On Monday, Decagon CEO Jesse Zhang posted a provocative new theory posted under the headline. “Everybody Gets It Wrong About Open Source AI in the Enterprise.” The post tackles one of the most interesting contradictions in today’s AI economy: More mature AI deployments are shifting to lighter models, he says, even at his own company. But the total cost of expensive modern models has almost decreased.
This is a new way of thinking about the relationship between frontier and open source models. According to Zhang, they are not competitors, and the success of open source models does not come at the expense of frontier labs. Instead, they are two stages of the same lifecycle, expensive frontier models used to prove use cases that can be transferred to cheaper open source alternatives as they mature.
Like more mature use cases switch to lighter modelsnew use cases continue to emerge – and the overall cost of frontier models is almost always reduced.
Zhang doesn’t provide much information to support the point, but the data isn’t hard to find. Vercel’s AI gateway dashboard shows that over the past week, DeepSeek has risen to the top in terms of token volume, now processing just over a third of the tokens passing through the company’s infrastructure. Z.ai – the lab behind the popular GLM-5.2 model – rose to a respectable fourth place during the same period.
But if you move on to total token spending, you’ll see that Anthropic still accounts for more than half of the total AI spending on the platform. Given that much of the recent change has come from Anthropic’s own rising prices, the stock has dipped slightly over the past month, but not significantly.

OpenRouter tells a similar story, capturing a larger (but slightly less enterprise-y) segment of the market. DeepSeek V4 Flash is the main winner in total usage, processing 5.3 trillion tokens weekly. Opus 4.8, the most popular frontier model, manages just over 2 trillion.
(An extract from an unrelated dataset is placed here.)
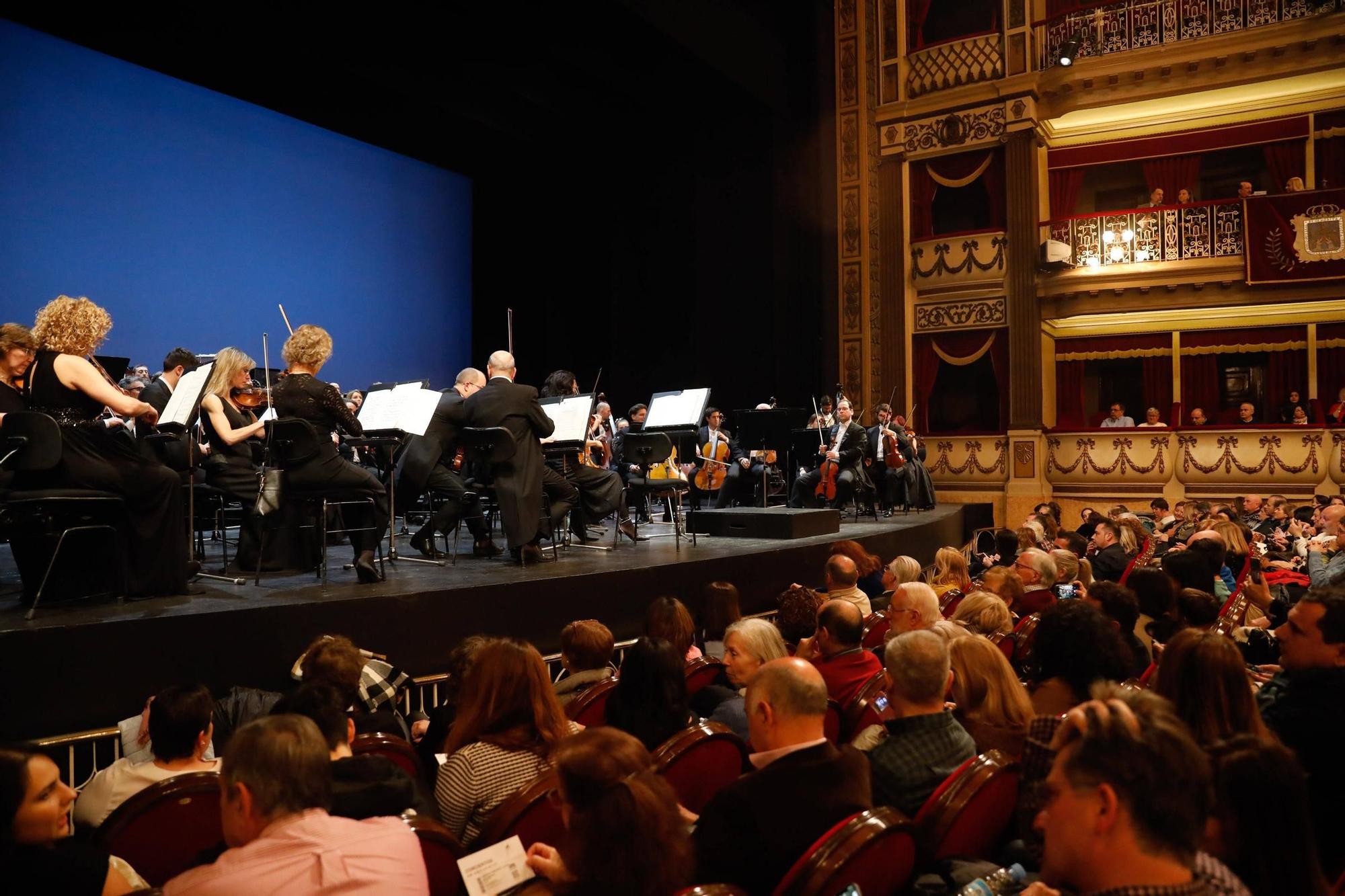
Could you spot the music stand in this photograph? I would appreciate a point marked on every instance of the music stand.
(767, 430)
OpenRouter doesn’t rank the models by total spend, but it lists the average token value for Opus 4.8 as roughly 23 times higher than V4 Flash ($1.37 per million tokens compared to just 6 cents), meaning Opus is still likely capturing the share of spend.
Those numbers don’t even include Nvidia’s newest arrival, the Nemotron. preparing to jump to the front of the pack Thanks to Nvidia’s strong connections and the extreme adaptability of the model itself.
These numbers don’t quite prove Zhang’s point about AI lifecycles, but they do show that frontier labs like Anthropic aren’t suffering much from the rise of open source—at least not yet. One explanation is that the market for AI-addressable tasks is growing so fast that top models can only maintain their positions by favoring early-stage deployments. As Zhang says, “Frontier labs will continue to own discovery. Open source will own more and more production.” Another explanation could be that even if customers switch to open source, many use cases are so difficult that they cannot be completely replaced by cheaper alternatives.
Either way, this two-tier model economy may become a relatively stable feature of the AI economy.
Last September, I wrote about the possibility of the end of the foundation labs He sells coffee beans to Starbucks — that is, the application layer serves as a commodity input while benefiting. Parts of this prediction came true: Vertical AI games, for one, moved to lighter models, and the economics of “GPT wrapper” startups remained largely stable.